PARA UN SECTOR DEL PÚBLICO DE TEATRO
‹‹ Al final del primer acto
salimos con todos los cretinos del público a fumar un cigarrillo. ¡Vaya
colección! En mi vida había visto tanto farsante junto, todos fumando como
cosacos y comentando la obra en voz muy alta para que los que estaban a su
alrededor se dieran cuenta de lo listos que eran. ››
2.
PARA ALGÚN
ESPECTADOR CONCRETO DE ESTE SECTOR DEL PÚBLICO DE TEATRO
‹‹ Era uno de esos tíos que
para perorar necesita unos cuantos metros cuadrados. Dio un paso hacia atrás y
aterrizó en el pie de una señora que tenía a su espalda. Probablemente le
rompió hasta el último dedo que tenía en el cuerpo. Dijo que la comedia en sí
no era una obra maestra, pero que los Lunt eran unos perfectos ángeles. ¡Ángeles!

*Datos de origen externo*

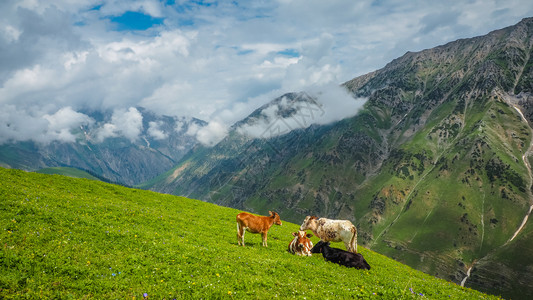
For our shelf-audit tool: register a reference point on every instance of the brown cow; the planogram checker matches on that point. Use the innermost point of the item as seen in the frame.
(255, 224)
(301, 244)
(333, 230)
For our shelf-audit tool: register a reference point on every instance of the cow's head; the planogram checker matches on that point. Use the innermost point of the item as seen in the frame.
(318, 248)
(276, 217)
(302, 238)
(309, 223)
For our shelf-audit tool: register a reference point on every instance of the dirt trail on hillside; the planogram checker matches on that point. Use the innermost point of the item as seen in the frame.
(530, 195)
(526, 163)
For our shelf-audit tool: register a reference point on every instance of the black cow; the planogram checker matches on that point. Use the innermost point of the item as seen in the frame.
(341, 257)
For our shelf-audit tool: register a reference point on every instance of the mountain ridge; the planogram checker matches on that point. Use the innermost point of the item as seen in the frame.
(430, 171)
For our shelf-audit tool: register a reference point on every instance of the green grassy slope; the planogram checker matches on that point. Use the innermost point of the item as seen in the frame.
(63, 237)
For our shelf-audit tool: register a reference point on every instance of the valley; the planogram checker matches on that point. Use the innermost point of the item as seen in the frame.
(433, 166)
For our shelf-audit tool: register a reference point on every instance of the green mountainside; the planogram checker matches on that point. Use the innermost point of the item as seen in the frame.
(64, 237)
(434, 171)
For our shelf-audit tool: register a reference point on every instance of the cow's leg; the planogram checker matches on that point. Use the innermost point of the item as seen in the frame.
(353, 241)
(240, 234)
(264, 235)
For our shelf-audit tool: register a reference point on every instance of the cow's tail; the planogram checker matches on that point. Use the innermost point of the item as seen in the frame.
(353, 240)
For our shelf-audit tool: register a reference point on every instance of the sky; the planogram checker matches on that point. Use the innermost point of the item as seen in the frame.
(217, 61)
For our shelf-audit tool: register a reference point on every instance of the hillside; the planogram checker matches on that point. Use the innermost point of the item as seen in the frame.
(71, 172)
(434, 170)
(161, 142)
(76, 238)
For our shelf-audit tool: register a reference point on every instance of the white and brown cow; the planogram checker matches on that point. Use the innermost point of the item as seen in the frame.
(301, 244)
(333, 231)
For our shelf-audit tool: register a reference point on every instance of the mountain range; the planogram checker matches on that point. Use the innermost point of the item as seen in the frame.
(433, 169)
(116, 159)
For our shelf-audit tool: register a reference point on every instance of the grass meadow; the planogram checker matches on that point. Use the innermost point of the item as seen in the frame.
(69, 238)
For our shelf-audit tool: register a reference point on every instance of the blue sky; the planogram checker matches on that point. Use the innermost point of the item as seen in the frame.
(213, 60)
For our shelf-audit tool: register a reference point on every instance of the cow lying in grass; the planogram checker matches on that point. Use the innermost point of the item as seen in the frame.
(301, 244)
(341, 257)
(333, 231)
(255, 224)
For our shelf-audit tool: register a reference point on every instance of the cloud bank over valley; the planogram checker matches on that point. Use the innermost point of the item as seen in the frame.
(210, 60)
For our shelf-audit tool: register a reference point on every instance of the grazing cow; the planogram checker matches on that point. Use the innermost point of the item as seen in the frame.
(341, 257)
(255, 224)
(301, 244)
(332, 231)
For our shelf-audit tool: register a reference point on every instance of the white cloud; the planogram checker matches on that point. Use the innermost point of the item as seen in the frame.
(126, 123)
(214, 62)
(22, 125)
(328, 103)
(210, 134)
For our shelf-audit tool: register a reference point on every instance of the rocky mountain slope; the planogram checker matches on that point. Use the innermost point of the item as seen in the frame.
(117, 159)
(434, 170)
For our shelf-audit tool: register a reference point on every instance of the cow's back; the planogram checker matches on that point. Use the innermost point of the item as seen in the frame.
(334, 230)
(250, 222)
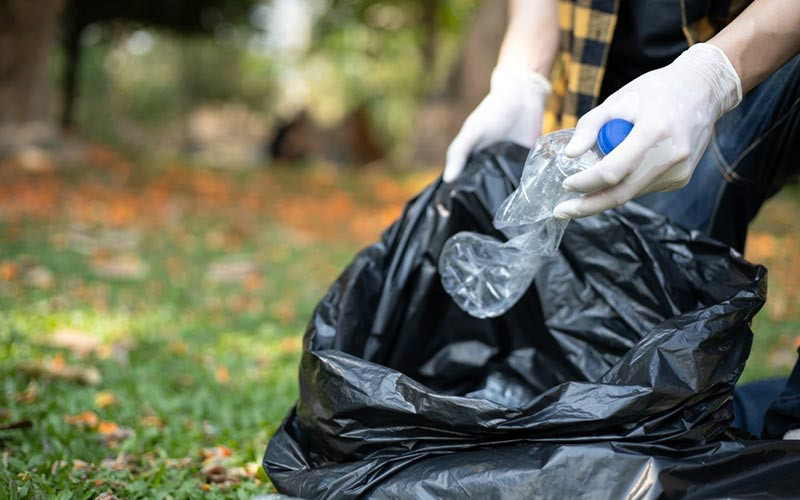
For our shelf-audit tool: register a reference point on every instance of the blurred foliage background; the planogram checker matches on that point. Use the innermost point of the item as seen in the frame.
(342, 80)
(180, 182)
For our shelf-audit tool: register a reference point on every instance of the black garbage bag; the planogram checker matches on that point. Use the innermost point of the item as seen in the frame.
(611, 378)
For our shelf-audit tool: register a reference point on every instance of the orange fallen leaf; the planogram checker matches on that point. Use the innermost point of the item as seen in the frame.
(79, 342)
(106, 428)
(29, 395)
(84, 419)
(104, 399)
(9, 271)
(79, 464)
(58, 363)
(151, 421)
(178, 347)
(291, 344)
(216, 454)
(222, 375)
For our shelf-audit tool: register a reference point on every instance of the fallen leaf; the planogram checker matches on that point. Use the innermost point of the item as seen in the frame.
(104, 399)
(234, 269)
(291, 345)
(151, 421)
(88, 375)
(125, 266)
(218, 473)
(79, 342)
(9, 271)
(123, 461)
(79, 464)
(221, 374)
(59, 362)
(178, 347)
(113, 434)
(105, 427)
(84, 419)
(19, 424)
(178, 463)
(216, 454)
(106, 496)
(27, 396)
(39, 277)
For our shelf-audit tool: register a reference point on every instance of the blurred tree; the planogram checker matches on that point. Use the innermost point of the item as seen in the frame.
(26, 30)
(181, 16)
(442, 113)
(391, 54)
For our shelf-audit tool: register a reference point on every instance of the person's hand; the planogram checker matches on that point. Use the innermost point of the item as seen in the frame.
(673, 110)
(511, 111)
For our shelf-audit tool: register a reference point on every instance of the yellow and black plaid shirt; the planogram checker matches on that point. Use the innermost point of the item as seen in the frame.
(587, 27)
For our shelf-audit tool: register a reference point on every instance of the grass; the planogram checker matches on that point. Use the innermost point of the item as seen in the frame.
(187, 292)
(179, 295)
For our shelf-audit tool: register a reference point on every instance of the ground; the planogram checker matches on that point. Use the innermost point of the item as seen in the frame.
(151, 314)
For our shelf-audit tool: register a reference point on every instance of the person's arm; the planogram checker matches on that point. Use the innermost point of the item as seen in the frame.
(532, 36)
(761, 39)
(514, 107)
(674, 109)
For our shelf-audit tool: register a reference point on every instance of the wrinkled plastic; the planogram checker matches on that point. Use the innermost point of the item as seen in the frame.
(610, 378)
(485, 276)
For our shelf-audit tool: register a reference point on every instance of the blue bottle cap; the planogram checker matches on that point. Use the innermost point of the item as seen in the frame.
(613, 133)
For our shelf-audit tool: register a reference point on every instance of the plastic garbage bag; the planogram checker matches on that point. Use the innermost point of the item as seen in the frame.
(610, 378)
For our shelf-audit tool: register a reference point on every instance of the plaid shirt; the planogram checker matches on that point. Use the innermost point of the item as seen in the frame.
(587, 27)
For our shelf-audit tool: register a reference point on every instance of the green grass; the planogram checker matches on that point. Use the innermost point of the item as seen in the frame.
(198, 341)
(193, 288)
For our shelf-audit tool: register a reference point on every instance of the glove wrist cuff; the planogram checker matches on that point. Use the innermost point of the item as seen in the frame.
(713, 64)
(522, 79)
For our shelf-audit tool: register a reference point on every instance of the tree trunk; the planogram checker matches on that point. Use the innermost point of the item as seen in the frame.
(71, 43)
(440, 117)
(27, 29)
(430, 10)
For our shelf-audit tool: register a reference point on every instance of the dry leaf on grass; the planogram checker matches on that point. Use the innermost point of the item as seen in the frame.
(107, 496)
(151, 421)
(39, 277)
(123, 461)
(125, 266)
(56, 370)
(27, 396)
(104, 399)
(221, 374)
(79, 342)
(19, 424)
(84, 419)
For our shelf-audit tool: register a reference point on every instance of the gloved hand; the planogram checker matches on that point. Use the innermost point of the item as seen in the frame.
(511, 111)
(673, 110)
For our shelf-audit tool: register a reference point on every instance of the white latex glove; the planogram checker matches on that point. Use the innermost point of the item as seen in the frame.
(793, 435)
(511, 111)
(673, 110)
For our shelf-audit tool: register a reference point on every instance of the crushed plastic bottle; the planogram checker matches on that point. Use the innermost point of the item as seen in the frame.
(485, 276)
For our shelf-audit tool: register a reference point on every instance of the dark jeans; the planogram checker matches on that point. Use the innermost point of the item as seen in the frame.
(754, 151)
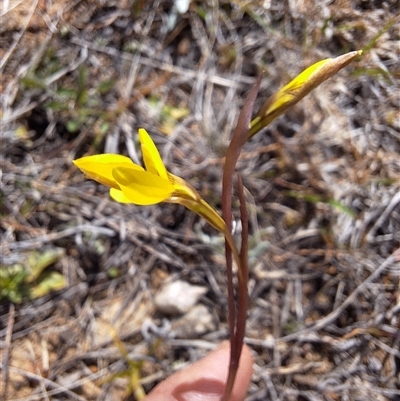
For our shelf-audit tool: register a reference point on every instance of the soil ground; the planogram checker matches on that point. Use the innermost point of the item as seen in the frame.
(322, 182)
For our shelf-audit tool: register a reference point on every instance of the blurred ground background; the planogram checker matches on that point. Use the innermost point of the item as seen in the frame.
(79, 273)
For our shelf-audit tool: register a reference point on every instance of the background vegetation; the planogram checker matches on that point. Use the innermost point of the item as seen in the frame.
(79, 273)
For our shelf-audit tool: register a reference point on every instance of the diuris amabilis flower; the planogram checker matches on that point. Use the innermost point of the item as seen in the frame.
(131, 183)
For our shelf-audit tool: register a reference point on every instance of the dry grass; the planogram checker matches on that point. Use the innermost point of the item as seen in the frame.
(323, 186)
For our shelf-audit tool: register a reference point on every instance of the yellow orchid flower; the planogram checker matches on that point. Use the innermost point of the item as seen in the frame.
(131, 183)
(295, 90)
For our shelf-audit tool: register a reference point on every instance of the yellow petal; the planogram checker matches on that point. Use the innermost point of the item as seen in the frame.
(299, 87)
(141, 187)
(118, 196)
(100, 167)
(151, 157)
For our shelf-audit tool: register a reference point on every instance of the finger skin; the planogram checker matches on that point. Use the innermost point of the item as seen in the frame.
(205, 379)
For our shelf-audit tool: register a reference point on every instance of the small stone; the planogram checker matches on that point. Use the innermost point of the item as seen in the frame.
(178, 297)
(196, 322)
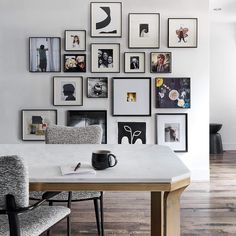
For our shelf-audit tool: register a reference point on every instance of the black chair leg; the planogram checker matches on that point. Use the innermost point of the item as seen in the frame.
(95, 201)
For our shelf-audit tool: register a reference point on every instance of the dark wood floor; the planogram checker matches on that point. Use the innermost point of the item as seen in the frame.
(207, 208)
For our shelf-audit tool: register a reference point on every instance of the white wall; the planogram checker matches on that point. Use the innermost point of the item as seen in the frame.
(223, 80)
(21, 89)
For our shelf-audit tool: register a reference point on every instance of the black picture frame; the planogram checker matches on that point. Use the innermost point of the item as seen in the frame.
(131, 96)
(139, 27)
(40, 51)
(78, 38)
(74, 63)
(97, 87)
(172, 130)
(32, 126)
(80, 118)
(179, 37)
(113, 10)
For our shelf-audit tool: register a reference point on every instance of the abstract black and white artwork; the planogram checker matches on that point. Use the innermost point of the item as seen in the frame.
(131, 132)
(82, 118)
(106, 19)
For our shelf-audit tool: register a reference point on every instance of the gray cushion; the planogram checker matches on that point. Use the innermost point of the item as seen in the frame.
(35, 222)
(56, 134)
(64, 195)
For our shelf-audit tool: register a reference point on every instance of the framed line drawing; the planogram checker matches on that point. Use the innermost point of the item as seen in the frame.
(44, 54)
(106, 19)
(68, 90)
(35, 122)
(134, 62)
(75, 40)
(105, 57)
(144, 30)
(82, 118)
(172, 130)
(131, 96)
(182, 32)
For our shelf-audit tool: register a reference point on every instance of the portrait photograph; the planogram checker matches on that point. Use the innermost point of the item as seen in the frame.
(182, 32)
(134, 62)
(44, 54)
(75, 63)
(106, 19)
(75, 40)
(105, 58)
(172, 92)
(161, 62)
(97, 87)
(68, 91)
(172, 130)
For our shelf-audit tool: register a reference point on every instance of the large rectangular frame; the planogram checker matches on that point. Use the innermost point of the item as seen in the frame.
(131, 96)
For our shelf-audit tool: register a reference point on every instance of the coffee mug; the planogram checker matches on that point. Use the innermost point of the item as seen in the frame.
(102, 159)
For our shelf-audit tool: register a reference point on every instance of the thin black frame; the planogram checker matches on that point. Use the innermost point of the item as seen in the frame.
(91, 34)
(85, 42)
(89, 111)
(168, 33)
(82, 89)
(58, 56)
(161, 72)
(96, 78)
(132, 78)
(74, 54)
(22, 122)
(144, 62)
(186, 128)
(91, 58)
(158, 29)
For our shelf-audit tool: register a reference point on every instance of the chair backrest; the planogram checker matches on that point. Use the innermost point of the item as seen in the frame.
(14, 180)
(56, 134)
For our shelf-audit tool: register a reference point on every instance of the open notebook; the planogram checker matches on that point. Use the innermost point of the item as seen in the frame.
(85, 168)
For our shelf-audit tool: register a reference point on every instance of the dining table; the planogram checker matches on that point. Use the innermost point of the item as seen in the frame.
(145, 167)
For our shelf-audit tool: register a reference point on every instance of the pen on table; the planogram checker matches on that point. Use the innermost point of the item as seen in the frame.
(77, 166)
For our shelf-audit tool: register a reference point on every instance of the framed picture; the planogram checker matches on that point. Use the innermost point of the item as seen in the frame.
(106, 19)
(35, 122)
(79, 118)
(172, 92)
(131, 96)
(44, 54)
(182, 32)
(144, 30)
(172, 130)
(68, 91)
(134, 62)
(160, 62)
(97, 87)
(75, 40)
(131, 132)
(105, 57)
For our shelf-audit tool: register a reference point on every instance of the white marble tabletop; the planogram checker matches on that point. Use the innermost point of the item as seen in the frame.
(136, 163)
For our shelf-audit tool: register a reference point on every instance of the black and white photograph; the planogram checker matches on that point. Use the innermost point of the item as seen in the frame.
(106, 19)
(82, 118)
(68, 91)
(105, 57)
(134, 62)
(172, 130)
(97, 87)
(75, 63)
(35, 122)
(45, 54)
(131, 132)
(144, 30)
(75, 40)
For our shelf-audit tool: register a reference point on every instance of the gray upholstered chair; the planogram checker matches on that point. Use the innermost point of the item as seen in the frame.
(17, 218)
(56, 134)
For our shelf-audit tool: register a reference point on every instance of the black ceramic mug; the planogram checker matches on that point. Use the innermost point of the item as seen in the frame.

¿No te fastidia? Luego se pusieron a hablar de gente que conocían. La conversación
más falsa que he oído en mi vida. Los dos pensaban en algún sitio a la mayor
velocidad posible y cuando se les ocurría el nombre de alguien que vivía allí,
lo soltaban. Cuando volvimos a sentarnos en nuestras butacas tenía unas náuseas
horrorosas. De verdad. En el segundo entreacto continuaron la conversación. Siguieron
pensando en más sitios y en más nombres. Lo peor era que aquel imbécil tenía
una de esas voces típicas de la Universidad del Este, como muy cansada, muy
snob. Parecía una chica. Al muy cabrón le importaba un rábano que Sally fuera
mi pareja. Cuando acabó la función creí que iba a meterse con nosotros en el
taxi porque nos acompaño como dos manzanas, pero por suerte dijo que había
quedado con unos amigos para ir a tomar unas copas. Me los imaginé a todos
sentados en un bar con sus chalecos de cuadros hablando de teatro, libros y
mujeres con esa voz snob que sacan. Me revientan esos tipos. ››
Pero aparte de hacer de la desesperación la cuna del humor afilado de
Holden, Salinger nos lo presenta como un joven rebelde y a la vez sensible; su visión
de la vida es más profunda de lo que parece. El humor es el escudo, el
antídoto. Pero la enfermedad está. La realidad no cambia. Y Caulfield y su
creador lo saben. Por eso se burlan, lanzando un dardo tras otro, en las
brechas que cuelgan del maquillaje que lo envuelve todo. Para mí, El guardián entre el centeno,
se ha convertido en algo similar a un grito. Un grito, aunque apagado, a favor
de las libertades juveniles que, con los años, son segadas, como a un árbol al
que cortan las raíces que se alejan de
su parcela.
‹‹ Muchas veces me imagino que hay un montón de niños jugando en un campo
de centeno. Miles de niños. Y están solos, quiero decir que no hay nadie mayor vigilándolos.
Sólo yo. Estoy al borde de un precipicio y mi trabajo consiste en evitar que
los niños caigan a él. En cuanto empiezan a correr sin mirar adónde van, yo
salgo de donde esté y los cojo. Eso es lo que me gustaría hacer todo el tiempo ››,
dice Caulfield. Que queden personas, pues, con esta vela oscilante en sus
palabras, esperando encima de un abismo y aguardando para evitar las posibles
caídas de los transeúntes que pasean por campos de centeno, es, y seguirá siendo,
poesía. Pero por encima de todo, una necesidad.
Se trata de un hermoso
intercambio que no tiene nada que ver con la educación. Es historia. Es poesía.